Very much so. Looking at times
uncannily like a young Kevin Spacey (and at others, particularly
at his most mischievous, like Malcolm McDowell circa Clockwork
Orange and O Lucky Man!), Renner gets inside Dahmer
and, upsettingly, takes us with him. He's as affecting as the
teenage Dahmer furtively beginning his path to damnation as he
is haunting as the older Dahmer beyond redemption (and knowing
it). At all times, though, he also makes Dahmer smart enough
to be hellishly manipulative -- he may look dazed and
passive, but the bastard thinks fast on his feet, the better
to hoodwink those around him (as well as his unsuspecting victims).
There's a chilling scene wherein he fools some cops into releasing
an escaped victim back into his custody (which really happened),
while two black women who see Dahmer for what he is protest in
vain. The scene speaks volumes about police racism (the victim
is Asian, too) without ever preaching.
The movie
has come in for some criticism because it barely shows the full
horror of what Dahmer did. True?
To some extent. Writer-director
David Jacobson most likely assumes we already know the ghastly
details, and wants to come at the story from a different angle.
Making it more difficult for himself, Jacobson doesn't indulge
in any blame-the-parents-for-the-psycho -- indeed, Dahmer's dad
(Bruce Davison) is depicted as a decent man frustrated by being
locked out of major parts of his son's life. Jacobson doesn't
dabble in much analysis, either: Dahmer is what he is. But what
he is, aside from the monster we know from the headlines, is
a human being. And that's not to excuse his actions remotely
-- we need to understand that people like Dahmer don't land here
from another planet; they are carbon-based life forms like the
rest of us, and simply holding them at arm's length as "monsters"
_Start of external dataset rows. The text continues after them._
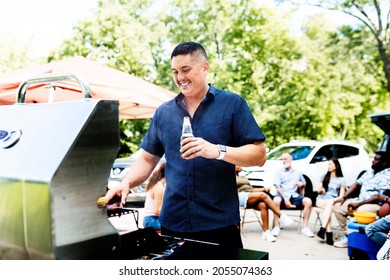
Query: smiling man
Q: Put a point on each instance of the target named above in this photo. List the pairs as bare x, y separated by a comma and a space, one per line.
200, 200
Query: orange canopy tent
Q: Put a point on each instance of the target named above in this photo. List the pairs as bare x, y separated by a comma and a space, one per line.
138, 99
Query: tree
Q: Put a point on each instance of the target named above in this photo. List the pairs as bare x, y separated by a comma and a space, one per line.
373, 14
318, 84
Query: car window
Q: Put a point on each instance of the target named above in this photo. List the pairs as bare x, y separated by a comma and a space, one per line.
297, 152
343, 151
323, 154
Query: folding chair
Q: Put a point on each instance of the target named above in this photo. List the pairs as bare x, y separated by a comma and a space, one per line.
244, 221
298, 217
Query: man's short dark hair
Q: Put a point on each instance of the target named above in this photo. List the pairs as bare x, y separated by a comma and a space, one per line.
189, 48
385, 156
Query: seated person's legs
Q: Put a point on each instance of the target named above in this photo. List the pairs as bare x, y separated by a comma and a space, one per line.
305, 202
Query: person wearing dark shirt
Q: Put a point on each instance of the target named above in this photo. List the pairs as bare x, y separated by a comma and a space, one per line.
200, 199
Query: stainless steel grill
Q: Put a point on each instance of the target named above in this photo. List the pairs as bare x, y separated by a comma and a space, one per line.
55, 161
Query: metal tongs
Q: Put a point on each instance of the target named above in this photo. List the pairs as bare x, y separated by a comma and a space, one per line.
116, 209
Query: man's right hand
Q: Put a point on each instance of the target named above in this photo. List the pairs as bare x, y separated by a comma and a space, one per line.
121, 191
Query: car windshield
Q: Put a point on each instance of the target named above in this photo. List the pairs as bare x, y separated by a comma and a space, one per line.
297, 152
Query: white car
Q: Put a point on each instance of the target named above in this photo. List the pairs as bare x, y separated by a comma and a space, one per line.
311, 158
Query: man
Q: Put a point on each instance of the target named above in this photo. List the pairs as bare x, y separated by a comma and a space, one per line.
370, 184
290, 186
200, 200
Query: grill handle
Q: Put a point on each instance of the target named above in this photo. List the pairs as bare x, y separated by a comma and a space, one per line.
46, 78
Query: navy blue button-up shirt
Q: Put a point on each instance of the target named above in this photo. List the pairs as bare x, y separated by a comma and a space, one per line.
201, 194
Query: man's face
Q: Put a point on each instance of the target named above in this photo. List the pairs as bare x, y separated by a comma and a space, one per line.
190, 73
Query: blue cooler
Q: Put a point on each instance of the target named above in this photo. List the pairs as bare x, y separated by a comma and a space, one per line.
359, 245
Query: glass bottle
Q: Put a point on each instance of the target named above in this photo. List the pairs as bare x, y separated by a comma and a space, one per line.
187, 129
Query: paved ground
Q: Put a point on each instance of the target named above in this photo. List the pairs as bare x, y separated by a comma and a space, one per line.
289, 244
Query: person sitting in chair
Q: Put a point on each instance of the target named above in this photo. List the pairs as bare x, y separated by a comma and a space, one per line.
290, 186
258, 199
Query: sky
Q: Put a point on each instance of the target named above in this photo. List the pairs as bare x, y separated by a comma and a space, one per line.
42, 24
45, 24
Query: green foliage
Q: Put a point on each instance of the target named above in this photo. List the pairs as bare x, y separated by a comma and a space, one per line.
318, 83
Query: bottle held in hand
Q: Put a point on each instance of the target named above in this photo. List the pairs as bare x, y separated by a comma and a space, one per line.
187, 129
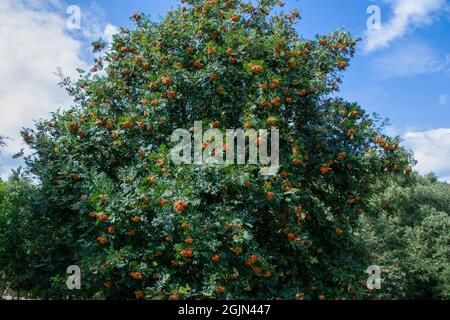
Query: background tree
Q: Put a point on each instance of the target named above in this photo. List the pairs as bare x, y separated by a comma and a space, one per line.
408, 235
140, 226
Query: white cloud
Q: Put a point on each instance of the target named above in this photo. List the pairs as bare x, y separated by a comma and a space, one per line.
407, 14
443, 99
432, 151
34, 42
411, 59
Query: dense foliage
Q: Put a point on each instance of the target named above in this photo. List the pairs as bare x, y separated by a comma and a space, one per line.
110, 200
408, 235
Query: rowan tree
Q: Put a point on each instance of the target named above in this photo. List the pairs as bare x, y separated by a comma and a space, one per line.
140, 226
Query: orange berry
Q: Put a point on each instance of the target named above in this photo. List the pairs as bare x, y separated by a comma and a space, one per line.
186, 227
180, 206
102, 240
111, 230
187, 253
163, 202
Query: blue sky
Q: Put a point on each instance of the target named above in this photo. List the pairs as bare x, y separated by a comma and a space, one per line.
401, 70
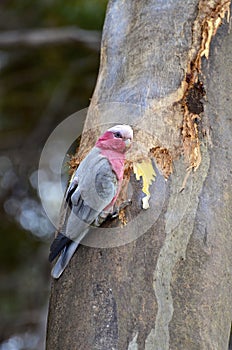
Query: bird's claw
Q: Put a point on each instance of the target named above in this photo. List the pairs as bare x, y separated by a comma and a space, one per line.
123, 205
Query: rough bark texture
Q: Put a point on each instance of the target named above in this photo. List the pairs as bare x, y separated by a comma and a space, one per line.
170, 288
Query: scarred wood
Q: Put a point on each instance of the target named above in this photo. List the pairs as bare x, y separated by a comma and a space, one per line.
170, 288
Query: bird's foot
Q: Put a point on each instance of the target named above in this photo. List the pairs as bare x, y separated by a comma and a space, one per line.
116, 212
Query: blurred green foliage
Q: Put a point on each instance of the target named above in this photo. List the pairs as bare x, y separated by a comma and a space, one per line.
51, 13
40, 86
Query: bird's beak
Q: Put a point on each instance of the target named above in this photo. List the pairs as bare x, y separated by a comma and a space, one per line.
128, 143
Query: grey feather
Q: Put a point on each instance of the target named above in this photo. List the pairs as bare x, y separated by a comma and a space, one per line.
92, 189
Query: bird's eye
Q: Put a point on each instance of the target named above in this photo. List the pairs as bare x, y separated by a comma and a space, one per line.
118, 135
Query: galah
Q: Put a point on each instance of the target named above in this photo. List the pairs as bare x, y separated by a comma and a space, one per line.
92, 193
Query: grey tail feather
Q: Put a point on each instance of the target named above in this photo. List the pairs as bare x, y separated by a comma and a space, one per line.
66, 256
64, 259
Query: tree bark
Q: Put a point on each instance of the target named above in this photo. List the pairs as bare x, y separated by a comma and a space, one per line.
171, 287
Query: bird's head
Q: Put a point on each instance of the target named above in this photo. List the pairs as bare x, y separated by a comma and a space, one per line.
117, 138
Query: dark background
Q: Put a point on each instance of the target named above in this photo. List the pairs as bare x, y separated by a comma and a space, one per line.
40, 85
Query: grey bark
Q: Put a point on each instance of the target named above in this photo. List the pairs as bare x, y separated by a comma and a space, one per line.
170, 288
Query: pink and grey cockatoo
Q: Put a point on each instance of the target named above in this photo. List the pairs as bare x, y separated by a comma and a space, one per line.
92, 193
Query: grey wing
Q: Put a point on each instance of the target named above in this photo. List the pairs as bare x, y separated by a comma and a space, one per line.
92, 189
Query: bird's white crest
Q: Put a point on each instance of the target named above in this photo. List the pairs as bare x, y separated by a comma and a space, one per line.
124, 129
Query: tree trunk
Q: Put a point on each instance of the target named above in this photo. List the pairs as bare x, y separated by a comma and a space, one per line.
171, 287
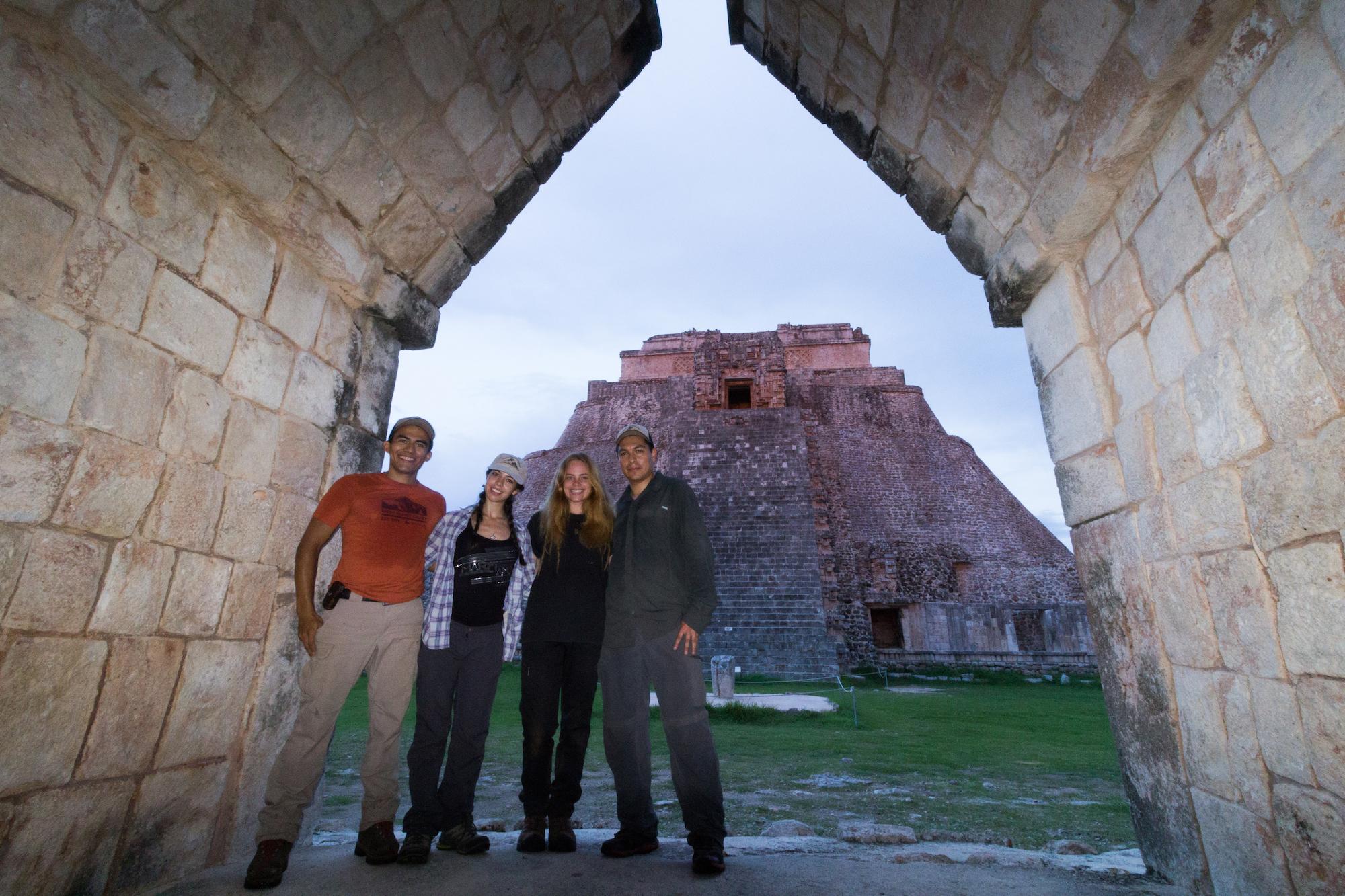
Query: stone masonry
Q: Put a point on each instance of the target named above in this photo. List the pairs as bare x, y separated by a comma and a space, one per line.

won't prevent the development (or aid the detection) of future
Dahmers.
So this
isn't a horror movie so much as a -- sorry -- psychodrama?
Right. There's scarcely any
bloodshed, and even the most grisly segment -- Dahmer slitting
open a victim's belly and fishing around inside -- is muted by
unfolding in a red-lighted bedroom. Jacobson doesn't want you
to recoil; he wants you to see the loathsome acts in terms of
the meaning they have for Dahmer. Perhaps also he wants you to
see them as antiseptically as Dahmer possibly forced himself
to see them.
What's the
point of soft-pedaling the acts of a monster?
Well, showing it in full gorehound
glory would be horribly insensitive to the friends and family
of Dahmer's real-life victims (even though the film admits upfront
that it's fictionalized) and carry the unpalatable side effect
of being a gross-out fun video for sickos. It should be said
that Jacobson humanizes the victims -- especially "Rodney"
(Artel Kayaru), the victim who got away -- so that the focus
of the film becomes Dahmer's highly damaged mode of interaction
with his prey. If you want a different take on Dahmer, there's
always 1993's The Secret Life -- Jeffrey Dahmer, written
by and starring Carl Crew, and released on video not long before
Dahmer was killed in prison.
So it's
worth a look?
Oh, definitely, if only for
Renner's complex performance, but also for Jacobson's artful
(yet never artsy) direction. It's a fine addition to the small
but growing subgenre of Serious Serial-Killer Movies. And as
long as humanity is fascinated by such people (i.e., forever),
there will be movies made about them, so they may as well be
soberly intentioned and brilliantly acted.